Shifting sands of US foreign policy

Prime Minister Ariel Sharon calls it a war for Israel's survival. But so far, the results of the military incursion to isolate Yasser Arafat have been mainly counterproductive.

Mr. Arafat, back in his favorite role of pistol-packing guerrilla, with his back to the wall, has acquired a new political lease on life, thanks to the Israeli offensive. His television interviews, lit by flashlight, appealing to the world for salvation, have made the grizzled agitator into a figure of mythic proportions, at least in the Arab world. And that position is likely to be enhanced if Mr. Sharon decides to exile him.
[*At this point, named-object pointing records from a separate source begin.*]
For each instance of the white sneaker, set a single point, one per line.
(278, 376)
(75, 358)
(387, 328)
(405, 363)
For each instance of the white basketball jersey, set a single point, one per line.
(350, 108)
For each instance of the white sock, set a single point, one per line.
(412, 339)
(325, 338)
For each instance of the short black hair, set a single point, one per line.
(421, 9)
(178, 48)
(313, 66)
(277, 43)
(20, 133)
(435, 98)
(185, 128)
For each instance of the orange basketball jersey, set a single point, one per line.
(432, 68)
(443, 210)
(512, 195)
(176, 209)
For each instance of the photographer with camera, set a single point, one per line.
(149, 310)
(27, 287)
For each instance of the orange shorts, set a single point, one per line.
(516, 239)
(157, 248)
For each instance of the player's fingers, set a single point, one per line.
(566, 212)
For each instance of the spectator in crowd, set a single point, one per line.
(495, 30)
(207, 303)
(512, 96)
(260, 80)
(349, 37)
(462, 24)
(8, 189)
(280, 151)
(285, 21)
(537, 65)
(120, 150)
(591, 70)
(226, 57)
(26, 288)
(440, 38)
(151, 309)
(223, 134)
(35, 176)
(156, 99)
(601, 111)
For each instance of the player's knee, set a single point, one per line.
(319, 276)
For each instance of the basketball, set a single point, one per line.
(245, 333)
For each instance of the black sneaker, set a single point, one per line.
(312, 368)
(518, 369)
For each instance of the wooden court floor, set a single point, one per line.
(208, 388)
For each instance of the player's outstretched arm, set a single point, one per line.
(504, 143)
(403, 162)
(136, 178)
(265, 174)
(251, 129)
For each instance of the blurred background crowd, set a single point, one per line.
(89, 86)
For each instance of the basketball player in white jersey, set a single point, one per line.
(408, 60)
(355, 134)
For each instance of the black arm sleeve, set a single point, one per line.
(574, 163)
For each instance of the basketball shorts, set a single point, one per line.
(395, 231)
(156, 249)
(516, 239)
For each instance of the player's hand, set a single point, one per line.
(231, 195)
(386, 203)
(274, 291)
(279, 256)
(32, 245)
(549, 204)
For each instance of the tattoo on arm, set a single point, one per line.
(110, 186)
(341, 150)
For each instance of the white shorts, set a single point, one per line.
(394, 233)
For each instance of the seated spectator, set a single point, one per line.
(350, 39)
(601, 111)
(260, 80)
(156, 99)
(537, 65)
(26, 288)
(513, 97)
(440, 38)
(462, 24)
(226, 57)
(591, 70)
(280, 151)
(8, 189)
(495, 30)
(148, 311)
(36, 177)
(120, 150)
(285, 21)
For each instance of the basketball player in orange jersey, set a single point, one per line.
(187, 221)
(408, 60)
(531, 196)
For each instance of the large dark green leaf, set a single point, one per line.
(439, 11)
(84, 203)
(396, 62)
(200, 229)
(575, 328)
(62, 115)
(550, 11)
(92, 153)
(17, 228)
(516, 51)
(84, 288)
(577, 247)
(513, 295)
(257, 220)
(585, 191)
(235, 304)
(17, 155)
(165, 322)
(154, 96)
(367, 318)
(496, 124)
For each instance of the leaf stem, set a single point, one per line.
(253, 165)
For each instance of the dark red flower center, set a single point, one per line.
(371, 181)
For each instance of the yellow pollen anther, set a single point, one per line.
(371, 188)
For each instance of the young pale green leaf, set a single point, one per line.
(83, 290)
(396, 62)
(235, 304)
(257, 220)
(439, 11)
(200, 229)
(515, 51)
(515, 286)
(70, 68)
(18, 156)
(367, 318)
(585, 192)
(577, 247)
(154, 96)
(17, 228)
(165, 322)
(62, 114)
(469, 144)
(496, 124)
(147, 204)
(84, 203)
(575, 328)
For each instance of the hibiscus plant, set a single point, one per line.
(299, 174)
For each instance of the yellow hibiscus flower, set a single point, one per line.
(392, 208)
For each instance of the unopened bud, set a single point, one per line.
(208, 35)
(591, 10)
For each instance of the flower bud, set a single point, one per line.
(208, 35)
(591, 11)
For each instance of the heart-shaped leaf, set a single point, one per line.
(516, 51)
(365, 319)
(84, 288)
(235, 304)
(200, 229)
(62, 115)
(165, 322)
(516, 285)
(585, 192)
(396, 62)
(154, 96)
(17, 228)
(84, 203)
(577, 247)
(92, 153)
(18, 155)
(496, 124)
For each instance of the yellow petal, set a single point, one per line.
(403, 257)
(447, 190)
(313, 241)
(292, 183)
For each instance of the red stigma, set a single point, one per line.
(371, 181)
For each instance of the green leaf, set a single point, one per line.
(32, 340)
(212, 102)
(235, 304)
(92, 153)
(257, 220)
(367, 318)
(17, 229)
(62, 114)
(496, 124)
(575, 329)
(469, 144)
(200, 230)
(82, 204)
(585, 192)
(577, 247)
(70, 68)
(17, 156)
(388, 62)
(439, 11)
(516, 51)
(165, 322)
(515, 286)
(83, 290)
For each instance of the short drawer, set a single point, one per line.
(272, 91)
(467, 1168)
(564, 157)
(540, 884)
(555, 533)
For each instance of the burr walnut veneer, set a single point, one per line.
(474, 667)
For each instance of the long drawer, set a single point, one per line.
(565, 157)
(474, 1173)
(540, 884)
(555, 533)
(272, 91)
The suicide bombing, that ultimate asymmetric weapon, is becoming institutionalized among young Palestinians. In Tulkarm on the West Bank, the family of a 23-year-old man responsible for the Passover massacre in Netanya, holds open house, receiving congratulations from a stream of friends and neighbors. In a West Bank refugee camp, a construction foreman says he had no idea that his 18-year-old daughter, a straight-A high school senior, was leaving home to blow herself up in a Jerusalem supermarket. Suicide bombing, originally introduced by the militant Hamas in 1993 to oppose the Oslo peace accords, begins to look like a youth cult, not necessarily to be shared with parents.

The Israeli siege of the Ramallah compound has also served to stall the Palestinian reform movement. Political science scholar Khalil Shikaki in Ramallah wrote in the January Foreign Affairs magazine that the "young guard" – emerging local leaders and veterans of the first intifada – were out to replace Arafat's corrupt "old guard" with a more democratic, more transparent government. The young guard also wanted to bring Hamas and other opposition groups into a national unity government that would try to force Israeli withdrawal from the West Bank and Gaza.

But, with Arafat riding high as a Sharon target, the Palestinian young guard has little alternative but to put its reform plans on hold and rally around the old warrior, now a nationalist icon.

The net result of the siege of Ramallah is to freeze political positions in place, both between and within the contending parties. And that leaves any idea of a future solution of the conflict in limbo.

The Israeli offensive has created a deep quandary for President Bush, illustrated by his denouncing suicide bombing as "simple terror" while refusing to label Arafat as a terrorist.

In a post-Sept. 11 epilogue to his President Bush biography, journalist Frank Bruni wrote that this easygoing president was trapped in a "labyrinth of obligations for which he was ambiguously prepared."

Nowhere is that more evident than in the Middle East crisis. Mr. Bush initially adopted a self-consciously un-Clinton posture of nonengagement. Then, under the pressure of events, he moved to cautious engagement with the United Nations resolution backing a Palestinian state and an American presence in cease-fire negotiations in the person of retired Gen. Anthony Zinni.

Since then, amid escalating violence, there have been signs of improvisation as the administration latched onto the Saudi Arabian peace initiative as the only peace game in town, and agonized about how much more deeply America had to become involved.

Indeed, on a variety of foreign- policy issues, the administration has changed course in a manner more pragmatic than ideologically pure. It has, at long last, conceded to Russia that nuclear-arms cuts will be agreed to, not simply by a handshake, but by a legally binding document. The Pentagon's latest nuclear strategy review moves American policy from deterring weapons of mass destruction to preemption, possibly with new, low-yield nuclear weapons. Tariffs on imported steel marked a break with pristine free-trade policy. Doubling of money to fight global poverty marked a break with the policy of not sending money down a rat hole. And don't look now, but military action against Iraq, that "axis of evil" renegade, is on a back burner, preempted by the Middle East crisis, and deterred by Arab League support for Iraq.

The policy shifts are sometimes hard to spot because the White House usually insists that the change is not a change. When Vice President Dick Cheney was making his conditional offer of a meeting with Yasser Arafat, spokesman Ari Fleischer said "the American position has been clear and consistent." As his "labyrinth of obligations" gets steadily deeper, the president struggles to remain on top of them. But in so doing, the administration is setting no new records for consistency.

• Daniel Schorr is a senior news analyst at NPR.